If the tool is designed to take notes during a meeting, it's going to take notes whether you assign it a manager or keep it as a floating window in your management system. Sure, you can train the bot to respond in ways that are more useful to your organization and workflow, if you know what you're doing, but that does not require you to onboard the bot to your staff.

In fact, giving "AI employees" too much credit could backfire when the bots inevitably return incorrect information in their queries. AI has a habit of hallucinating, in which the bot makes things up and insisting it's true. Even with huge amounts of training data, companies have not solved this problem, and now slap warnings on their bots so you know, "Hey, don't just trust everything this thing says." Sure, humans make mistakes all the time, but some people might be more inclined to believe what their AI coworker tells them, especially if you're pushing the tech as "the next big thing."

I'm struggling to imagine how an employee (human, mind you) would feel when their boss tells them they have to start managing a glorified chatbot as if they were any typical new hire. ("Hey Mike: You're going to be managing Piper AI from now on. Make sure to meet weekly, give feedback, and monitor the growth of this AI bot that isn't actually real. We totally won't replace you with a digital worker, too, so don't worry about that.")

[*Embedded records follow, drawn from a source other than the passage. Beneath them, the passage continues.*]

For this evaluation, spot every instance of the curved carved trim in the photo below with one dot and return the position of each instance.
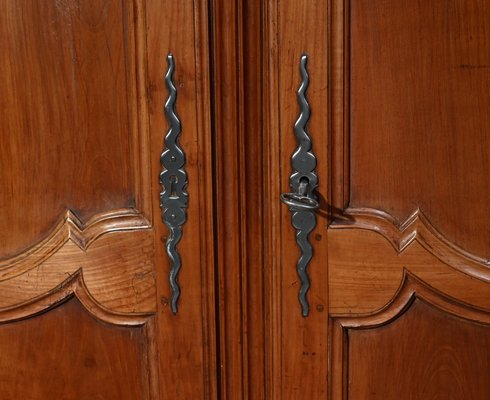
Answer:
(415, 227)
(72, 286)
(410, 289)
(71, 228)
(174, 197)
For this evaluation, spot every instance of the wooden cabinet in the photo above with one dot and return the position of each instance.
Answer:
(399, 302)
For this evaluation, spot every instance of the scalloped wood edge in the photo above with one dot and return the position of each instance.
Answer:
(411, 288)
(70, 227)
(72, 286)
(418, 228)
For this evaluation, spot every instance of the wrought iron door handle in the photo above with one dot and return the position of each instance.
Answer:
(302, 201)
(173, 198)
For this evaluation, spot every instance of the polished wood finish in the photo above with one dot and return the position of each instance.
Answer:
(80, 210)
(185, 341)
(296, 346)
(423, 344)
(240, 201)
(400, 275)
(423, 354)
(66, 114)
(418, 92)
(409, 293)
(67, 354)
(390, 212)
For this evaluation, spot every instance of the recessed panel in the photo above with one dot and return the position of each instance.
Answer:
(67, 354)
(424, 354)
(420, 113)
(65, 113)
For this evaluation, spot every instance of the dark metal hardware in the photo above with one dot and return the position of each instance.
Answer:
(173, 198)
(303, 181)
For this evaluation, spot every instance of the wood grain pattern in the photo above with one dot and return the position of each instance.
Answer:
(66, 114)
(296, 346)
(418, 101)
(415, 228)
(422, 345)
(238, 107)
(67, 354)
(186, 342)
(365, 272)
(118, 270)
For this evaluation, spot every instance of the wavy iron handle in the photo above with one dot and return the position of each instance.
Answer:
(302, 201)
(173, 198)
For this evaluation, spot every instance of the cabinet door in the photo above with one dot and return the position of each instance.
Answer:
(399, 303)
(84, 289)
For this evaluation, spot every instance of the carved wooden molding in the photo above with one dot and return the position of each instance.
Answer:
(411, 289)
(71, 228)
(415, 228)
(74, 285)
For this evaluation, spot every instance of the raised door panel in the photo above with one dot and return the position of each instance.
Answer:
(398, 122)
(84, 269)
(408, 241)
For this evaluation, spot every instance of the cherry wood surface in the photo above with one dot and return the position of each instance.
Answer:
(67, 354)
(423, 354)
(400, 281)
(419, 130)
(65, 114)
(83, 129)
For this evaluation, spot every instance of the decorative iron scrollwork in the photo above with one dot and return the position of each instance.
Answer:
(173, 198)
(303, 181)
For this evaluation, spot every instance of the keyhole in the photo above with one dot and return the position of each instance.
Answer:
(173, 183)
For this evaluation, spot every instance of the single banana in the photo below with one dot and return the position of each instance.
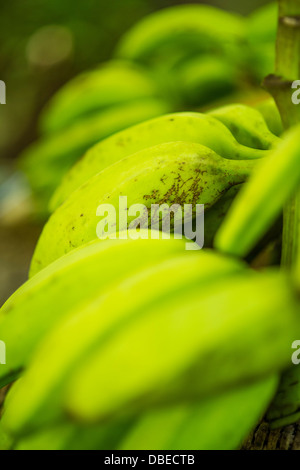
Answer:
(185, 27)
(188, 347)
(81, 331)
(35, 308)
(271, 115)
(46, 161)
(216, 423)
(204, 79)
(217, 213)
(262, 24)
(111, 84)
(262, 198)
(173, 173)
(188, 127)
(247, 125)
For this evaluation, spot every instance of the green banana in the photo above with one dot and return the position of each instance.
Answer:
(204, 79)
(218, 423)
(81, 331)
(111, 84)
(132, 353)
(262, 199)
(185, 27)
(35, 308)
(173, 173)
(215, 423)
(271, 116)
(262, 24)
(144, 363)
(216, 214)
(247, 125)
(46, 161)
(5, 440)
(188, 127)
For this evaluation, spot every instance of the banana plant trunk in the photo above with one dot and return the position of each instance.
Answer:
(279, 85)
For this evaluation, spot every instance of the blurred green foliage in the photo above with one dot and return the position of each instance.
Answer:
(92, 28)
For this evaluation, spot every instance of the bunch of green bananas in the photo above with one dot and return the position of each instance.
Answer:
(173, 159)
(156, 349)
(133, 342)
(134, 349)
(177, 58)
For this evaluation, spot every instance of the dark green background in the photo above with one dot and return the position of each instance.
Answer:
(95, 26)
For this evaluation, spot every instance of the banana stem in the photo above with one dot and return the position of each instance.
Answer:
(287, 70)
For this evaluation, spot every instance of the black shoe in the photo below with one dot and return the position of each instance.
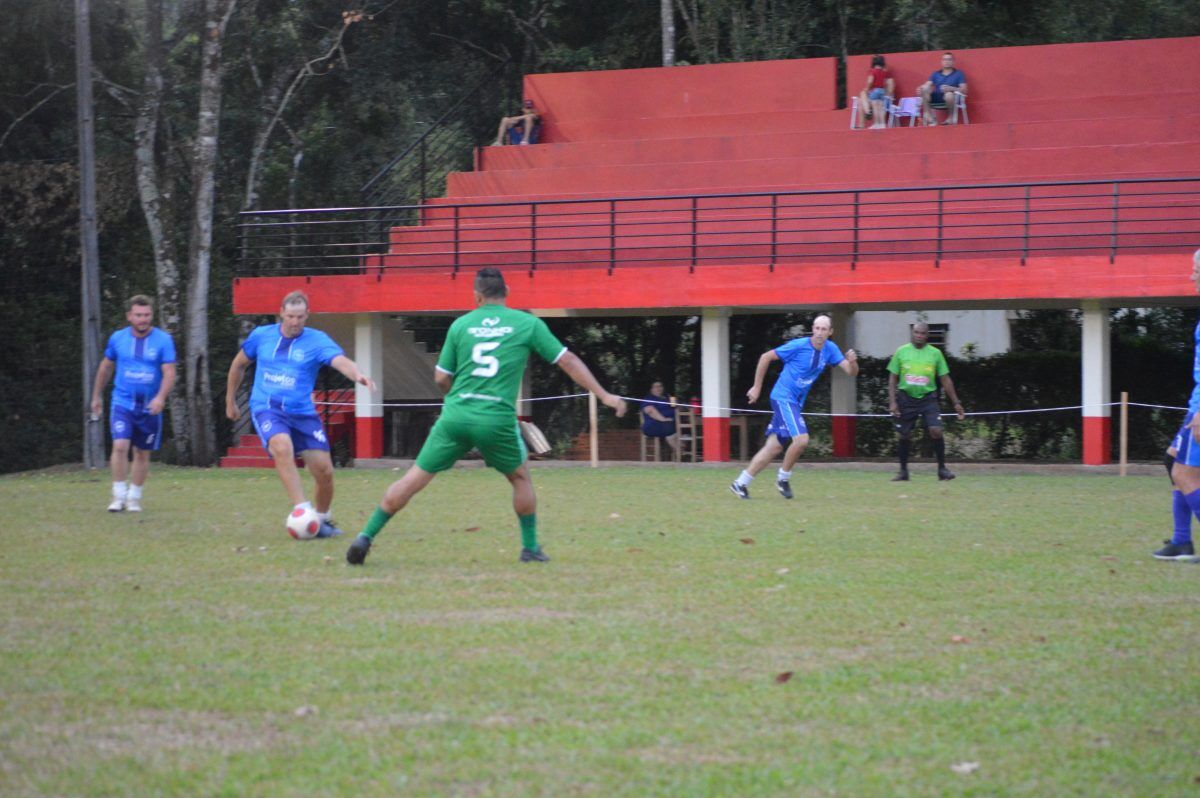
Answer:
(1179, 552)
(358, 551)
(533, 556)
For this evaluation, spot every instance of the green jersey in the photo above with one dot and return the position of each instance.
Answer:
(917, 370)
(486, 352)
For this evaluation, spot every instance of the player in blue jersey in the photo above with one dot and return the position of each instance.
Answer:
(1183, 461)
(804, 360)
(288, 357)
(143, 358)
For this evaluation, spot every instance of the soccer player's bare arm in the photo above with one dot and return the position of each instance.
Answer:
(103, 373)
(233, 382)
(760, 373)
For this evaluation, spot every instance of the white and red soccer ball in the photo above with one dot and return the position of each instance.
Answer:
(304, 523)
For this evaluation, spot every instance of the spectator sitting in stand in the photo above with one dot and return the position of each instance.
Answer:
(658, 415)
(521, 129)
(942, 90)
(874, 97)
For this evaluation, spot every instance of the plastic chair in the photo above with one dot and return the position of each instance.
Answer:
(907, 107)
(960, 100)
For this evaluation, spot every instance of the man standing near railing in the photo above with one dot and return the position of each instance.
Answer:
(480, 370)
(1183, 461)
(289, 355)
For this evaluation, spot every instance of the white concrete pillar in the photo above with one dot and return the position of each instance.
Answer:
(1097, 385)
(844, 388)
(367, 406)
(714, 382)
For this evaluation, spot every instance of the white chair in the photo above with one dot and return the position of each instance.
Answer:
(907, 107)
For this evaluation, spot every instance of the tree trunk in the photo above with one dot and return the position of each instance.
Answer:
(666, 9)
(199, 256)
(151, 192)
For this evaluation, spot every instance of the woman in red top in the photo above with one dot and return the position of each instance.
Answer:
(873, 99)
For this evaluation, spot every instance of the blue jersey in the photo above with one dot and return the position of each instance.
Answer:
(139, 364)
(1194, 402)
(802, 366)
(287, 367)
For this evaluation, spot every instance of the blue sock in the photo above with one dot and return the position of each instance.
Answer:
(1193, 501)
(1182, 517)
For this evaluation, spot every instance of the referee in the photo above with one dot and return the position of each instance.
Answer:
(917, 369)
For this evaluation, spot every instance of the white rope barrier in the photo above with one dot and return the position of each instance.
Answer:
(739, 411)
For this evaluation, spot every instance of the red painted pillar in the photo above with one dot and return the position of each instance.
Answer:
(1097, 439)
(367, 437)
(717, 439)
(844, 436)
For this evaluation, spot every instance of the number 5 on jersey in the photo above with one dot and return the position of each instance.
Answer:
(487, 364)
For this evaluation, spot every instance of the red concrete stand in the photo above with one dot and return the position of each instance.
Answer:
(717, 441)
(1097, 439)
(367, 437)
(844, 436)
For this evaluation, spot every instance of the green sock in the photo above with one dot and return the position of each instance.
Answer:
(529, 531)
(379, 519)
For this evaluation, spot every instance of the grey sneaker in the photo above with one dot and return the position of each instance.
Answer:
(358, 551)
(534, 556)
(1179, 552)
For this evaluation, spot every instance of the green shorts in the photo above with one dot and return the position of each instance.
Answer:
(499, 442)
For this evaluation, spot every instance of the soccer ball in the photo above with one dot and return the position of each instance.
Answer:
(304, 523)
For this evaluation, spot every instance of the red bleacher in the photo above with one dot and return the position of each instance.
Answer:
(1047, 113)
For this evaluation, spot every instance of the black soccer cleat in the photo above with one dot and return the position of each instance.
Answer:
(358, 551)
(1179, 552)
(534, 556)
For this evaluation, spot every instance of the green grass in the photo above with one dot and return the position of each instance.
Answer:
(1011, 621)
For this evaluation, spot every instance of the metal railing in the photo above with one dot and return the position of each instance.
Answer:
(1024, 220)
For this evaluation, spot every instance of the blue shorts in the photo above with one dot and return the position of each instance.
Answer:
(304, 429)
(786, 421)
(141, 429)
(1187, 450)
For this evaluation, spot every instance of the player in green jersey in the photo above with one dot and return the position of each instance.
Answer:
(480, 370)
(913, 375)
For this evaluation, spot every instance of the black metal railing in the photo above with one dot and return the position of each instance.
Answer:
(1025, 220)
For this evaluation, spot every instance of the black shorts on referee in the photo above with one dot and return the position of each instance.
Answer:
(927, 407)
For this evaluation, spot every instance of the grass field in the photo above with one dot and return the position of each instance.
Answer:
(999, 635)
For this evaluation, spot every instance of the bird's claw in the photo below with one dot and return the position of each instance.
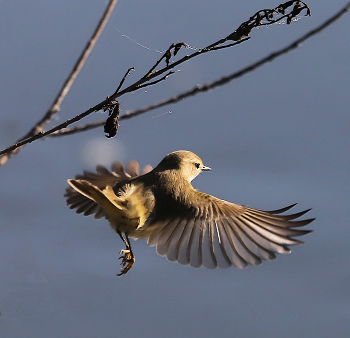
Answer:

I have reached out to Lattice with questions regarding this new policy, and will update this story if I hear back.

The author expresses skepticism about Lattice's approach, stating that "AI isn't actually intelligent" and calling the term "digital workers" and "AI employees" buzzwords. They argue that onboarding AI tools into employee resources is more about appearances for Lattice, as it allows the company to claim it's embracing AI in a "real way." Additionally, the author mentions that AI tends to "hallucinate," often giving incorrect information.